Creían los que crucificaron a Cristo que con
crucificarle estaba todo concluido, y ha sucedido lo contrario. Ellos pensaban
que si moría Jesucristo en la cruz nadie podría creer que era el Mesías, y el
mundo cree que es el Mesías porque murió en la cruz. Pensaban que si moría el
Maestro en la cruz todos sus discípulos perderían la esperanza que tenían en
él, y el mundo religioso no encuentra otra esperanza segura de salvación sino
en el que murió en la cruz. Pensaban que nadie adoraría ni amaría a un
ajusticiado en la cruz, y todo el orbe católico está postrado al pie de la
cruz.
¡Qué desengaño
para los judíos! ¡Qué rabia! ¡Qué desesperación! ¡No poder, aun
capitaneando a toda la masonería del mundo, suprimir al Crucificado y
encontrárselo todavía al cabo de veinte siglos como el signo de contradicción,
como lo había profetizado su anciano Simeón!

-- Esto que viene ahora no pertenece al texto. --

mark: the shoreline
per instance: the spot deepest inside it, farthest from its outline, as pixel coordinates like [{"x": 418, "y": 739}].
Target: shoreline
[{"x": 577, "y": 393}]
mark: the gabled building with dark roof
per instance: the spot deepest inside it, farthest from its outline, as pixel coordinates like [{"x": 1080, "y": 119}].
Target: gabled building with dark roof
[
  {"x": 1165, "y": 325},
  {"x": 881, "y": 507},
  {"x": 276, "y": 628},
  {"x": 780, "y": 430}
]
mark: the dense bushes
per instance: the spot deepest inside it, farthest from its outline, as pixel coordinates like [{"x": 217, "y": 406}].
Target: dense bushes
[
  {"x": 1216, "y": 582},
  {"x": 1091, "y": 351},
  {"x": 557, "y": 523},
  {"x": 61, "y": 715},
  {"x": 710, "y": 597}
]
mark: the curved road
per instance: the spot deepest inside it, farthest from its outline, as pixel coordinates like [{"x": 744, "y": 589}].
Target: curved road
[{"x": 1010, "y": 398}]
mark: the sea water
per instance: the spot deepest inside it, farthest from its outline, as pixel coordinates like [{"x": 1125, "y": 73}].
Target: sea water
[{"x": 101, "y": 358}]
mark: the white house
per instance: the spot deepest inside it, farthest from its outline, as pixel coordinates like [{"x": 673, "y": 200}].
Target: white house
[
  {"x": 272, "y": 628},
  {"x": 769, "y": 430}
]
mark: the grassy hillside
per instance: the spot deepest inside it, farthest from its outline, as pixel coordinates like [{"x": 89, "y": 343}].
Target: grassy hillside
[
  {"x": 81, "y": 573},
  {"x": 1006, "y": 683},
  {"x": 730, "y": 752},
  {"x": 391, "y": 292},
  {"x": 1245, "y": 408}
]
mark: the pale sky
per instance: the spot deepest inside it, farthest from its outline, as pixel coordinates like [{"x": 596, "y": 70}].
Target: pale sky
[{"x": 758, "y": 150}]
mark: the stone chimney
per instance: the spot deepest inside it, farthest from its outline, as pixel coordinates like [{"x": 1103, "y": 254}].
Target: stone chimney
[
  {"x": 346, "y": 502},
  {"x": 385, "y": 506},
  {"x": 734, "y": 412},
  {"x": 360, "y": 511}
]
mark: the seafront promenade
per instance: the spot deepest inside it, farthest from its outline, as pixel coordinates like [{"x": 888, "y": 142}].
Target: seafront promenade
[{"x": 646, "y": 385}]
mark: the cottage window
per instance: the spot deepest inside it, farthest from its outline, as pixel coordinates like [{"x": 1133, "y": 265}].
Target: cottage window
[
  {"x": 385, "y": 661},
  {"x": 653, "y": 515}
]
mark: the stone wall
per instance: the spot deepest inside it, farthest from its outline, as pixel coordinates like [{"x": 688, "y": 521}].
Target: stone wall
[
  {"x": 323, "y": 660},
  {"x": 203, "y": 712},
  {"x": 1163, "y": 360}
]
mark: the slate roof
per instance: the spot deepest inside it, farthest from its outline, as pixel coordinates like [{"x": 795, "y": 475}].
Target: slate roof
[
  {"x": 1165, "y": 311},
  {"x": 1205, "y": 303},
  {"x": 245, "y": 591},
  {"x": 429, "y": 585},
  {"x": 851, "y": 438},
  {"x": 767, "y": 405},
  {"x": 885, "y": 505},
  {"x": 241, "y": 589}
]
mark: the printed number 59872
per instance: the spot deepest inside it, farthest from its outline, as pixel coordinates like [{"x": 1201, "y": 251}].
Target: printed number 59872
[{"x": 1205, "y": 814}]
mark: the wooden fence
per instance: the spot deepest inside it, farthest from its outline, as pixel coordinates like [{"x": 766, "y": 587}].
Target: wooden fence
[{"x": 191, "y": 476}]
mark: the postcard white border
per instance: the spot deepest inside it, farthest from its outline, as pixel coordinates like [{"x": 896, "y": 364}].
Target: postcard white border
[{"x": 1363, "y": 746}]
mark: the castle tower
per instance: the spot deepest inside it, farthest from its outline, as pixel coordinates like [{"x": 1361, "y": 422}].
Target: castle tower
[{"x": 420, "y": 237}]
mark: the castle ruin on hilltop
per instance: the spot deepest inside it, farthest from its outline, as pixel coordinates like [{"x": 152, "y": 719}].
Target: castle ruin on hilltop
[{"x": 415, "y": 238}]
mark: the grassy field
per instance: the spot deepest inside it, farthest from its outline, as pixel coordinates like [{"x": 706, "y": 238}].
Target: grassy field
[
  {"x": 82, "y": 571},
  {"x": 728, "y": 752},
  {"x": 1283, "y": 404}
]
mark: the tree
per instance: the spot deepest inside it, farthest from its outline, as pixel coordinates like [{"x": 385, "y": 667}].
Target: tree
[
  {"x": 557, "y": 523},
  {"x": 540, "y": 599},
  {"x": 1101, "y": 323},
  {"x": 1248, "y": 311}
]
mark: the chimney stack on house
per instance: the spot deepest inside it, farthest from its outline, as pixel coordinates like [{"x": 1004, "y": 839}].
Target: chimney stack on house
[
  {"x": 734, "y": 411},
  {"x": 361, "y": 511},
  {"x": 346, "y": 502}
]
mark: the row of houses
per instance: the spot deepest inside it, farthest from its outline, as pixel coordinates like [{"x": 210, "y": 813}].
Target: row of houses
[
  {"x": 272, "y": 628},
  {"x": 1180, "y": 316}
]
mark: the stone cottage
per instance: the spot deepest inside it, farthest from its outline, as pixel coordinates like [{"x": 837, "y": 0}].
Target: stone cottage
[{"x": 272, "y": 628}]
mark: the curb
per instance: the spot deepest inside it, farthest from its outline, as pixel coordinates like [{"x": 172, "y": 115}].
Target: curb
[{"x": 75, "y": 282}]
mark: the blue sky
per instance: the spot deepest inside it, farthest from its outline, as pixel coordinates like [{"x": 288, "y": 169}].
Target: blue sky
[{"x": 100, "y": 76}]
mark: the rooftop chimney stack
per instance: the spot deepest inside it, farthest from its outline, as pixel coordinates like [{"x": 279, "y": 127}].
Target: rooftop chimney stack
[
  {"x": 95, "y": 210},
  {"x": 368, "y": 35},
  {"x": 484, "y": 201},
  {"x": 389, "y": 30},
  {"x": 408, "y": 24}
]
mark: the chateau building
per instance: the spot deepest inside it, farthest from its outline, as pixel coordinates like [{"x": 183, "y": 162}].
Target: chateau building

Pero para los cristianos ¡qué seguridad, qué consuelo,
qué esperanza, ver que nunca se abate nuestro lábaro de victoria, que nunca
baja Cristo de la cruz!
La devoción a Jesucristo crucificado es la primera
de las devociones de la Iglesia, y como la fuente de vida de los cristianos.
Porque, en efecto, la vida sobrenatural cristiana no es otra cosa que fe, esperanza
y caridad. Ahora bien; nada más apto para excitar estas virtudes que la
devoción a Jesucristo crucificado, en el cual se encuentra la clave de la fe
católica, la fuerza de la esperanza cristiana y la plenitud de la caridad divina.
Por lo cual hoy que en el mundo se combate tanto
a nuestra fe, a nuestra confianza y a nuestra caridad para con Dios, es preciso
que fijemos más y más nuestra atención en ese crucifijo adorándolo como a
nuestra única esperanza: O crux ave spes unica.
“EL CRUCIFIJO”
Año 1903.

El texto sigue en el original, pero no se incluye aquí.